On Wed, Oct 18, 2017 at 02:54:54PM -0500, Justin Pryzby wrote:
> Hi,
> 
> I just ran into this again in another context (see original dicussion, quoted
> below).
> 
> Some time ago, while initially introducting non-default stats target, I set our
> non-filtering columns to "STATISTICS 10", lower than default, to minimize the
> size of pg_statistic, which (at least at one point) I perceived to have become
> bloated and causing issue (partially due to having an excessive number of
> "daily" granularity partitions, a problem I've since mitigated).
> 
> The large number of columns with non-default stats target was (I think) causing
> pg_dump --section=pre-data to take 10+ minutes, which makes pg_upgrade more
> disruptive than necessary, so now I'm going back and fixing it.
> 
> [pryzbyj@database ~]$ time sed '/SET STATISTICS 10;$/!d; s//SET STATISTICS -1;/'
/srv/cdrperfbackup/ts/2017-10-17/pg_dump-section\=pre-data|psql -1q ts
 
> server closed the connection unexpectedly
>         This probably means the server terminated abnormally
>         before or while processing the request.
> connection to server was lost
> 
> [pryzbyj@database ~]$ dmesg |tail -n2
> Out of memory: Kill process 6725 (postmaster) score 550 or sacrifice child
> Killed process 6725, UID 26, (postmaster) total-vm:13544792kB, anon-rss:8977764kB, file-rss:8kB
> 
> So I'm hoping to encourage someone to commit the change contemplated earlier.


Re: [GENERAL] huge RAM use in multi-command ALTER of table heirarchy

From
Amit Langote
Date:
On 2018/04/29 1:00, Justin Pryzby wrote:
> On Tue, Jul 18, 2017 at 07:26:30PM -0400, Tom Lane wrote:
>>> It's probably a bit late in the v10 cycle to be taking any risks in
>>> this area, but I'd vote for ripping out RememberToFreeTupleDescAtEOX
>>> as soon as the v11 cycle opens, unless someone can show an example
>>> of non-broken coding that requires it.  (And if so, there ought to
>>> be a regression test incorporating that.)

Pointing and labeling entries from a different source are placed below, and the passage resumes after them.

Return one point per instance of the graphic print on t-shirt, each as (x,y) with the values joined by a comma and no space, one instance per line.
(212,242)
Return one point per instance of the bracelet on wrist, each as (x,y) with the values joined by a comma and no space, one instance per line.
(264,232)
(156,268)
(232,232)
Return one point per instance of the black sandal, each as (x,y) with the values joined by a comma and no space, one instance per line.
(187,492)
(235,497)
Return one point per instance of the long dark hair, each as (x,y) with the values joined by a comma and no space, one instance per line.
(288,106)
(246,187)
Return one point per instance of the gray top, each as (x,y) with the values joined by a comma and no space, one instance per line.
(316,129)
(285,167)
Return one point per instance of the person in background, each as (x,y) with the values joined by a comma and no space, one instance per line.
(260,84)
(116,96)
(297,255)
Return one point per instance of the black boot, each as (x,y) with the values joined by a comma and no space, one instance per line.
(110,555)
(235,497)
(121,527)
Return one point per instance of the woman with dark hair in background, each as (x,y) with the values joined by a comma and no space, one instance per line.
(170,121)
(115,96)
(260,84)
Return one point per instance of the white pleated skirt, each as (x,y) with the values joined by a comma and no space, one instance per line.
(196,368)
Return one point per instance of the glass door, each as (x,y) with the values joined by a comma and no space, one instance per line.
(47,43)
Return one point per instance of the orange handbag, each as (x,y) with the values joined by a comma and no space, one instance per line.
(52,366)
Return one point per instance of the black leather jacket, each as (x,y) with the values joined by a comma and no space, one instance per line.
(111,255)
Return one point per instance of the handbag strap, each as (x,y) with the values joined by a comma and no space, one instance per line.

Fwiw, I too thought it should be possible by now to get rid of
RememberToFreeTupleDescAtEOX, but I was able to come up with at least one
case where its existence prevents a crash.  The test case is based on one
provided by Noah Misch a while ago when the code in question was
introduced as a measure for the problem he described:

https://www.postgresql.org/message-id/20130801005351.GA325106%40tornado.leadboat.com

Suppose in get_relation_constraints() we're processing a table that has 2
constraints, one which has ccvalid=true and another which has
ccvalid=false.  Further suppose a concurrent session performs a VALIDATE
CONSTRAINT on the second constraint, which requires just
ShareUpdateExclusiveLock and so it succeeds, sending out a sinval.  Back
in the first session, eval_const_expressions() performed on the first
constraint would end up in RelationClearRelation being called on the
table, wherein, since the 2nd constraint is now marked by valid by the
concurrent session, would cause rd_att to be swapped.  Thus the pointer
into rd_att that get_relation_constraints possesses would be a dangling
pointer, if not for the call to RememberToFreeTupleDescAtEOX() from
RelationDestroyRelation().

If however get_relation_constraints() had incremented the reference count
of rd_att to begin with, this problem wouldn't have arisen.  IOW, we'd
need to replace all the direct accesses to rd_att (including those via
RelationGetDescr, of course) by something that increments rd_att's
reference count, before concluding that RememberToFreeTupleDescAtEOX() is
unnecessary.  I'm afraid that's a lot of places.